U.S. posts $258 billion April surplus driven by strong tax receipts

Despite April's surplus, the federal budget shows a $1.049 trillion deficit for the first seven months of fiscal 2025

The U.S. government reported a $258 billion budget surplus for April 2025, a 23% increase from the same month last year, fueled by a surge in tax payments and record-high customs duties, the Treasury Department announced Monday.

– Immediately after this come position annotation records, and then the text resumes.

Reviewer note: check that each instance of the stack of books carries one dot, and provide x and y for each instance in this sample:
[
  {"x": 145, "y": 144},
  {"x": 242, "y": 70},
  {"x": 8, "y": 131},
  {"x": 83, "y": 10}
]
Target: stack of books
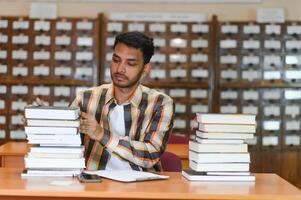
[
  {"x": 219, "y": 151},
  {"x": 57, "y": 148}
]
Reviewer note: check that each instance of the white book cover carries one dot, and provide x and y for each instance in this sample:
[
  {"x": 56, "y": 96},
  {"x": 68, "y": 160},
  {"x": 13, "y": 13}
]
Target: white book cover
[
  {"x": 51, "y": 112},
  {"x": 215, "y": 118},
  {"x": 215, "y": 135},
  {"x": 218, "y": 148},
  {"x": 219, "y": 157},
  {"x": 226, "y": 167},
  {"x": 51, "y": 130}
]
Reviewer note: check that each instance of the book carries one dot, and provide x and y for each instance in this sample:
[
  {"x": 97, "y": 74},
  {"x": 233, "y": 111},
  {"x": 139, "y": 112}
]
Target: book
[
  {"x": 52, "y": 122},
  {"x": 217, "y": 148},
  {"x": 204, "y": 176},
  {"x": 227, "y": 128},
  {"x": 50, "y": 130},
  {"x": 219, "y": 157},
  {"x": 225, "y": 167},
  {"x": 51, "y": 112},
  {"x": 215, "y": 118},
  {"x": 219, "y": 135}
]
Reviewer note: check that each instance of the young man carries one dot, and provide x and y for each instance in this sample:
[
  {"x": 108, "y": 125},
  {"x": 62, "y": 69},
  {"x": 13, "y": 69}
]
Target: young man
[{"x": 125, "y": 124}]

April, typically the most lucrative month for federal revenue due to the tax filing deadline, saw individual non-withheld tax payments rise 16% to $460 billion. Individual tax refunds also increased by 16%, reaching $86 billion, contributing to total monthly receipts of $850 billion.

Customs duties reached an all-time high of $16 billion for the month, up from $7 billion a year earlier. The increase came during a period in which President Donald Trump imposed sweeping new tariffs — up to 145% on Chinese goods and at least 10% on imports from other countries. That resulted in average daily tariff collections of over $500 million. Trump had previously claimed tariff collections reached $2 billion daily.

The new tariff revenue may be temporary. Over the weekend, the U.S. and China agreed to ease their respective duties.

The U.S. will lower tariffs on Chinese goods to 30% for the next 90 days, while China will cut its tariffs on U.S. imports to 10% from 125%.

Despite April’s surplus, the federal budget remains in deficit for the year. The Treasury reported a $1.049 trillion deficit for the first seven months of fiscal 2025, which began on October 1. That figure is up 23%, or $194 billion, from the same period a year earlier.

Fiscal year-to-date receipts rose 5% to a record $3.110 trillion, driven largely by a 6% increase in paycheck tax withholdings, which totaled $2.145 trillion. Outlays reached a record $4.159 trillion, a 9% increase over the prior year.

Spending rose across several major entitlement programs. Medicare outlays climbed 16% to $658 billion, Medicaid rose 6% to $378 billion, and Social Security grew 9% to $945 billion. Interest payments on federal debt also surged 10% year-over-year to $684 billion, with the average interest rate reaching 3.29%, up 6 basis points from last year.

Treasury officials noted that adjusted figures accounting for calendar differences and deferred tax receipts would put the fiscal year-to-date deficit about 4% higher.